Dilley, Texas, is the home of the new STFRC operated by the for-profit company, Corrections Corporation of America (CCA), capable of holding a mind-boggling 2,400 women and children. Rapidly growing in population, in late March it held approximately 400 women and children; today it has long surpassed 1,000. STFRC, or "Dilley" as it more commonly known, seems to be a deliberate attempt by the Obama Administration to preempt criticism by not just providing living quarters, but also medical facilities, a library, a school, soccer field, gymnasiums, colorful playground equipment, and two meeting rooms designated as chapels, where religious services and "Town Halls" are held. The experience of hearing stories of traumatic abuse while watching residents play soccer on bright green turf near a playground is surreal. Taking it all in, I realized that despite these effort, the compassionate care at Dilley is ultimately a façade.
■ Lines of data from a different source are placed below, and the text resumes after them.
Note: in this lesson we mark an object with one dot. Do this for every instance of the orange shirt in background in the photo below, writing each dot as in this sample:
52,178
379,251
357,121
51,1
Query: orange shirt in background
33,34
STFRC is incarcerating women and children who have been forced to leave their home and country because of violence, death threats, extortion, and other horrors, who have seen family members killed and decided to flee to a country they thought would help them. I sat with women who had been through terrifying experiences and were in despair because they could not go to family, had a high bond they could never afford to pay, and a child who wouldn't eat. The psychological trauma that these women and children have faced is exorbitant and only further exacerbated when arriving to the U.S. seeking protection and instead facing confinement.
The reality is that the façade is collapsing. Among the CCA employees there are many people who want to help the women and children. However, most are not trained to deal with children, many do not speak Spanish, and the effects of prolonged detention on mothers and children continue to mount.
I learned a lot about faith in my two months at STFRC as the women gathered twice a day to pray together. Drawing strength from their faith, they've become survivors. They long to be free, connect with family, begin to heal from the trauma they've suffered and re-build their lives. I was often told by desperate women, "I don't want to be here. I have to leave." It wouldn't matter if the facility was a five star hotel with swimming pools and gourmet nutritional food, there is no humane way to detain migrants, especially when we refuse to honestly examine our own policies and practices, which have helped produce the very conditions people are fleeing. There are much less expensive and more humane ways to ensure immigrants participate in their court proceedings.
As the Sisters of Mercy and the whole interfaith community have demanded, the detention of women and children must end.